I have a function $f \in \mathcal S({\mathbb R^d})$, where $\mathcal S(\cdot)$ denote the Schwartz Space. In this case, the fourier transform of $f$: $$ \hat f (x) = \int_{\mathbb {R}^d} e^{i \langle t,x\rangle } f(t)\mathrm dt $$ can uniquely decide $f$.
My question is, can we bound $\| f\|_1$ using some term of $\| \hat f\|_1$, like $$\| f\|_1 \leq C \|\hat f\|_1$$Here $\| \cdot \|_1$ is the L1 norm, i.e. $\|f\|_1 = \int_{\mathbb R^d} |f|$.
If not, can we have a weaker result: there exists a small positive $\epsilon$, s.t. if $\| \hat f\|_1\leq \epsilon$, then $$\|f\|_1 \leq C \epsilon.$$ I think it might be true since when $\epsilon = 0$, the statement holds.
The map $\hat{f} \mapsto f$ is linear so the two things you asked for are equivalent. (A linear map is bounded if and only if it's continuous at zero.)
The bound $\|f\|_{1} \leq C \|\hat{f}\|_{1}$ can't be true. First, notice that this is true if and only if we have $\|\hat{g}\|_{1} \leq C \|g\|_{1}$ for Schwartz $g$. The reason is $\check{f}$ equals $\hat{f}$ up to a reflection (which leaves the $L^{1}$ norm unchanged), and $f \mapsto \hat{f}$ is a bijection on the Schwartz space. ($\check{f}$ is the inverse Fourier transform.)

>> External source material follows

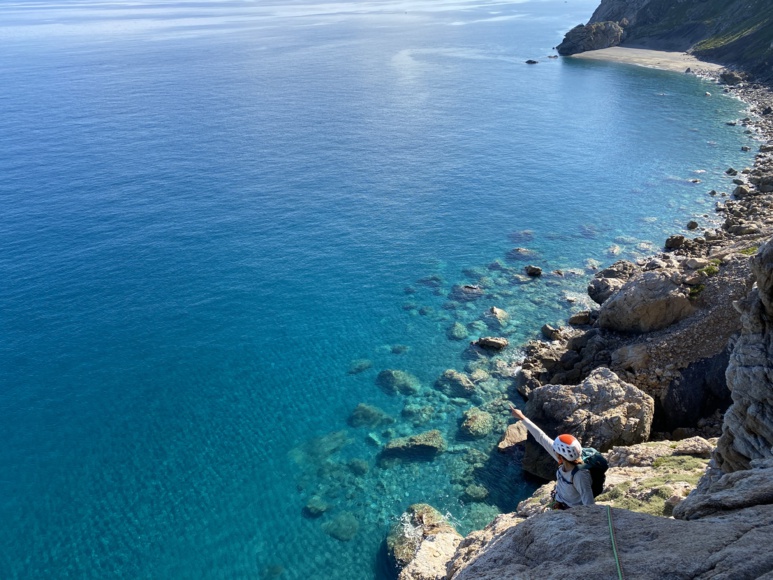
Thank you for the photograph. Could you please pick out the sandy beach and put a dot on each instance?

Now the problem is we can't have a bound like $\|\hat{g}\|_{1} \leq C \|g\|_{1}$ --- even assuming it only holds in the Schwartz space. To see this, observe that if we take $g_{\epsilon}(x) = (2 \pi \epsilon)^{-\frac{d}{2}} \exp(-\|x\|^{2}/2\epsilon)$, which is a Schwartz function, then $\|g_{\epsilon}\|_{1} = 1$ while $\hat{g}_{\epsilon}(\xi) = \exp(- 2 \epsilon \|\xi\|^{2})$ and $\|\hat{g}_{\epsilon}\|_{L^{1}(\mathbb{R}^{d})} \to \infty$ as $\epsilon \to 0^{+}$.